Theorem 3.9. Let V,W be two hypervector spaces on a hyperskewfield K
and T : V −→ W be a linear transformation. Then KerT is a subhypervector
space of V .

Proof. By Remark 4.18, we have T(0V ) = 0W which means that 0V ∈ KerT
and KerT 6= ∅, then we have x ∈ x⊕ 0V = x, for all x ∈ KerT . The other
properties of a canonical subhypervector space will inherit from V .

Theorem 3.10. Let V,U be two hypervector spaces and T : V −→ P∗(U) be
a mv-linear transformation :

(i) if W is a subhypervector space of V , then T(W) is also a subhyper-
vector space of U.

(ii) if L is a subhypervector space of U, then T−1(L) is also a subhyper-
vector space of V containing kerT .

Proof. (i) Let a ∈ K and x́, ý ∈ T(W), such that x́ = T(x), ý = T(y) for
some x,y ∈ W. Then x́ ⊕ ý = T(x) ⊕ T(y) = T(y) ⊕ T(x) = ý ⊕ x́, hence
commutativity holds.
For all x ∈ V we have x = x⊕ 0V , then we obtain

T(x) = T(x⊕ 0V ) ⊆ T(x) ⊕T(0V ) = T(x) ⊕ 0U .
Also, for all x ∈ V , there exists x́ = −x ∈ V such that 0V ∈ x⊕ (−x). By
Remark 4.18 we have

0U = T(0V ) ∈ T(x⊕ (−x)) ⊆ T(x) ⊕T(−x) = x́⊕ x́.
where x́ = T(−x) is the unique inverse of x́.
Now suppose for all x,y,z ∈ V we have

x ∈ y ⊕z =⇒ y ∈ x⊕ (−z)
This is equivalent to

T(x) ∈ T(y⊕z) ⊆ T(y)⊕T(z) =⇒ T(y) ∈ T(x)⊕T(−z).
So, (T(W),⊕) is a canonical hypergroup. Now for a ∈ K and x́ ∈ T(W), we
have

a · x́ = a ·T(x) = T(a ·x) ⊆ T(W).
Hence, (T(W),⊕, ·), is a subhypervector space of V .

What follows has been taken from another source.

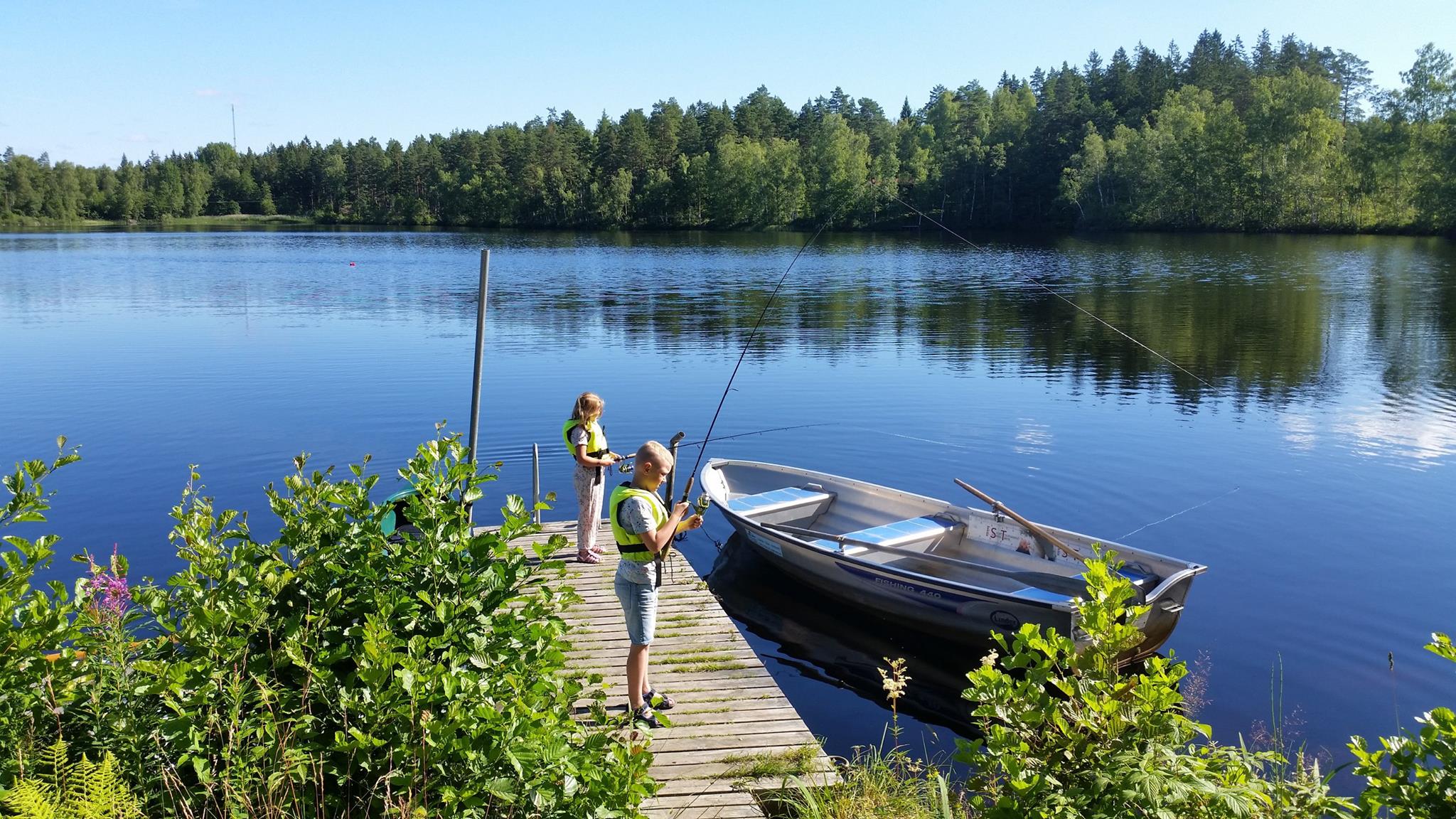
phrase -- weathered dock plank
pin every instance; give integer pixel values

(ii) let a ∈ K and x,y ∈ T−1(L). Suppose x́ = T(x), ý = T(y), for
x́, ý ∈ L. Since (U,⊕) is a canonical hypergroup, then we have

x⊕y = T−1(x́) ⊕T−1(ý) = T−1(ý) ⊕T−1(x́) = y ⊕x.
Also, we have

x⊕ 0V = T−1(x́) ⊕T−1(0U ) ⊇ T−1(x́⊕ 0U ) ⊇ T−1(x́) = x.
for all x́ ∈ V , there exists −́x such that 0U ∈ x́⊕(−́x), hence for x ∈ T−1(x́),
there exists T−1(−x́) ∈ T−1(L) such that

x⊕ (−x) = T−1(x́) ⊕T−1(−x́) = T−1(x⊕ (−x́)) = T−1(0U ) = 0V .
Now for all x́, ý, ź ∈ L, we have

x́ ∈ ý ⊕ ź =⇒ ý ∈ x́⊕ (−ź)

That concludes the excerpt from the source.